Training and tuning LightGBM...
Fitting 5 folds for each of

In [14]:
print("Validation Performance of Best Models:")
for name, model in best_models.items():
    y_pred_proba_val = model.predict_proba(X_val)[:, 1]
    auc_roc_val = roc_auc_score(y_val, y_pred_proba_val)
    print(f"{name} AUC ROC (Validation): {auc_roc_val:.4f}")

Validation Performance of Best Models:
Logistic Regression AUC ROC (Validation): 0.8442
Random Forest AUC ROC (Validation): 0.9301
Gradient Boosting AUC ROC (Validation): 0.9152
XGBoost AUC ROC (Validation): 0.9420
LightGBM AUC ROC (Validation): 0.9345


In [15]:
best_model_name = 'Random Forest' # model which performed best
best_model = best_models[best_model_name]

X_test = test_df[engineered_numerical_cols]
y_pred_proba_test = best_model.predict_proba(X_test)[:, 1]

# Apply threshold of 0.5 for binary predictions
threshold = 0.5
y_pred_binary_test = (y_pred_proba_test >= threshold).astype(int)

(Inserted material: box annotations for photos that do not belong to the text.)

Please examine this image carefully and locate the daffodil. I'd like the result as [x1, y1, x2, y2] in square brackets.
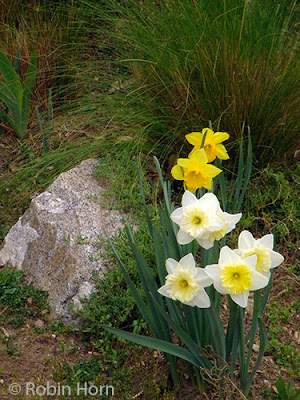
[185, 128, 229, 162]
[204, 246, 268, 308]
[158, 253, 213, 308]
[171, 149, 222, 192]
[235, 231, 284, 279]
[198, 201, 242, 249]
[170, 190, 226, 249]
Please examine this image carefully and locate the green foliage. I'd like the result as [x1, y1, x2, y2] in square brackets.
[0, 266, 49, 327]
[0, 51, 37, 139]
[266, 301, 300, 376]
[107, 0, 299, 165]
[272, 376, 300, 400]
[35, 89, 52, 153]
[78, 225, 154, 358]
[95, 148, 155, 221]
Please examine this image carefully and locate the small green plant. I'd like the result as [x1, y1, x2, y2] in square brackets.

submission_df = pd.DataFrame({'ID': range(1, len(test_df) + 1), 'Prediction': y_pred_binary_test})
submission_df.to_csv('submission_eng3_rndm.csv', index=False)

print("Submission file created")

Submission file created


In [16]:
import joblib

best_model_name = 'Random Forest'  
best_model = best_models[best_model_name] # Assuming your best models are in best_models dictionary

# Save the best model in .joblib format, named as your team name
model_filename = 'Googol.joblib'
joblib.dump(best_model, model_filename)

print(f"Best model '{best_model_name}' saved as '{model_filename}' in .joblib format.")

Best model 'Random Forest' saved as 'Googol.joblib' in .joblib format.